I don't think you have to reject God to accept that the natural world operates according to very simple laws, and that this means "random" situations will befall different members of a species.
But we see that nature, at least here on Earth, has evolved in a direction toward greater complexity and awareness.
This is not true. Some species have evolved towards greater complexity and intelligence (awareness). But other species have not. Some species merely evolve to become more adept at handling their environment. For new species of bacteria, they aren't any more or less intelligent than the species they evolved from. They aren't evolving greater intelligence. So only a small fraction of evolution involves species becoming more intelligent.
And the fact that intelligence has evolved is not contrary to evolutionary theory in any way.

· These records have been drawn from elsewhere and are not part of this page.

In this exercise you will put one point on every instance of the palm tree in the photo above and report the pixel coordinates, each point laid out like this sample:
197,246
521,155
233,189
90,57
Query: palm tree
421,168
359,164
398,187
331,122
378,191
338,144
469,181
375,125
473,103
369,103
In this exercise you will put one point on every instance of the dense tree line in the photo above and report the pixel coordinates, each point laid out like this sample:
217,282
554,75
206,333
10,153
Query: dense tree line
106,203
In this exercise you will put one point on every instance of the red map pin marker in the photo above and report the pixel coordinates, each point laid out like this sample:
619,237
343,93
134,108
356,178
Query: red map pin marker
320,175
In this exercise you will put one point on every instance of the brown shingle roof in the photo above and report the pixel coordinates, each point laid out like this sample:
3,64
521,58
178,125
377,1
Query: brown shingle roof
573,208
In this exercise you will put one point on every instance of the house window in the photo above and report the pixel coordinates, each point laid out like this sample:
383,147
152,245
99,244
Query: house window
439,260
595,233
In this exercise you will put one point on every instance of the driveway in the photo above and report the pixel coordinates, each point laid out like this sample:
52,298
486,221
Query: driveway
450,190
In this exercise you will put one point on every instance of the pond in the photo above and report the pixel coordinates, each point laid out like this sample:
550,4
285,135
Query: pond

If evolution is merely leading to greater survival of the fittest, it could have stopped with sharks or with a shark that can defend against the few natural enemies a shark posseses. Instead, relatively fragile human beings are sitting around debating on the Internet - and still being eaten by sharks.
Fragile??? Man is the ultimate predator, at least as far as the Earth has seen (Predators are the ultimate predator, but they only exist in comic books and movies and video games). Man is an awesome predator. We've killed a member of pretty much every species on Earth (certainly almost every land animal; there may be some ocean species that have escaped our violence by living deep enough under the Earth). Individually, man might be weak compared to lions, tigers, and bears, but that doesn't matter to evolutionists. If we work as a group, then that's how we should be measured (biologists measure how things function in the real world, not how things would function in artificial settings). And if, as a group, we kill anything we want to kill, then we're the ultimate.

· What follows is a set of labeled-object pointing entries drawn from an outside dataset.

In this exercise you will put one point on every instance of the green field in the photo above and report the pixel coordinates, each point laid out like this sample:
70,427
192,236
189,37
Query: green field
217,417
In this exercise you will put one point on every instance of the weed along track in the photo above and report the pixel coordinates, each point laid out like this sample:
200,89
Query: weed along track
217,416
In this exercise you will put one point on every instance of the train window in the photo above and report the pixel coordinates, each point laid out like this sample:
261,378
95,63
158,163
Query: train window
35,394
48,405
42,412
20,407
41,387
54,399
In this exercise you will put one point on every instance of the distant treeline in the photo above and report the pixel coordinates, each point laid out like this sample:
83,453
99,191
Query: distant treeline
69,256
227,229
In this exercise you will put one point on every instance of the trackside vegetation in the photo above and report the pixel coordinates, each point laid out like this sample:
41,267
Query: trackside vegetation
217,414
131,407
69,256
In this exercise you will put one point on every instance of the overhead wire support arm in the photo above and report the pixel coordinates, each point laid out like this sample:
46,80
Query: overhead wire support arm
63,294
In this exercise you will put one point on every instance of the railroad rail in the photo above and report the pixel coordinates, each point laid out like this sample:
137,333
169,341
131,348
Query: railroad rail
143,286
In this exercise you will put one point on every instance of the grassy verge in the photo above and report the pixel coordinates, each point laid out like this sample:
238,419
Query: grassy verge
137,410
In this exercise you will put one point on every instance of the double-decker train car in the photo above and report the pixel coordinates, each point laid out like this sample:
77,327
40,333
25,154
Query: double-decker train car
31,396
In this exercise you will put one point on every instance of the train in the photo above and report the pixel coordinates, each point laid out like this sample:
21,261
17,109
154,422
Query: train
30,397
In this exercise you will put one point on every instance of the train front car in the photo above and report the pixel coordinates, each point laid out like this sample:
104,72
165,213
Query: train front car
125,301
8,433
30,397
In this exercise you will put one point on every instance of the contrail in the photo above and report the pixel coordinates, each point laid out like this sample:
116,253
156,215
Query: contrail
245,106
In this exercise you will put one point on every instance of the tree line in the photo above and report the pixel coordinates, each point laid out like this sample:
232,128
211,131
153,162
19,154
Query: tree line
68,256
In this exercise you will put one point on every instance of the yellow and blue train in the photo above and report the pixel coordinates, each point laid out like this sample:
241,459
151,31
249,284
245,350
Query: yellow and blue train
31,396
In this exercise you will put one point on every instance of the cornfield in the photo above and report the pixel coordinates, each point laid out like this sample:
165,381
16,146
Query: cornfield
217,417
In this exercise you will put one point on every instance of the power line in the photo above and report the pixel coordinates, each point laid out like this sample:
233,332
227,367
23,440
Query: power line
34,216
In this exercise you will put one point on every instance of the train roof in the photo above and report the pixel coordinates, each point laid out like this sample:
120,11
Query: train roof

First of all, humans have not evolved from fish. You seem to picture the tree of life as a sort of ladder with humans on the top, sharks farther down, et cetera down to bacteria. It is nothing of the kind.
Anyway, the evolution of complex organisms is a fine example of what is called a 'random walk.' Think about it: the initial life forms were necessarily simple and could not evolve to be simpler. But a subset could evolve to be more complex, so it did. With time there arose niches for more complex forms that were not there initially. For instance, certain unicellular organisms (prokaryotes) would band together into multicellular ones (eukaryotes), trading off independent reproduction for other benefits. In brief, the scope of complexity started out at rock bottom and could only increase by random changes as time went one.
As an analogy, think of companies. The first businesses to arise in a world would probably be one person efforts. In time it might be profitable for some such businesses to fuse and expand. Eventually you would observe a great range of company scales from one to many thousand employees, with the distribution skewed heavily toward the former. Noone would suggest that this development required a grand plan to come about. The increase in complexity happened because it could happen, whereas a decrease in complexity could not.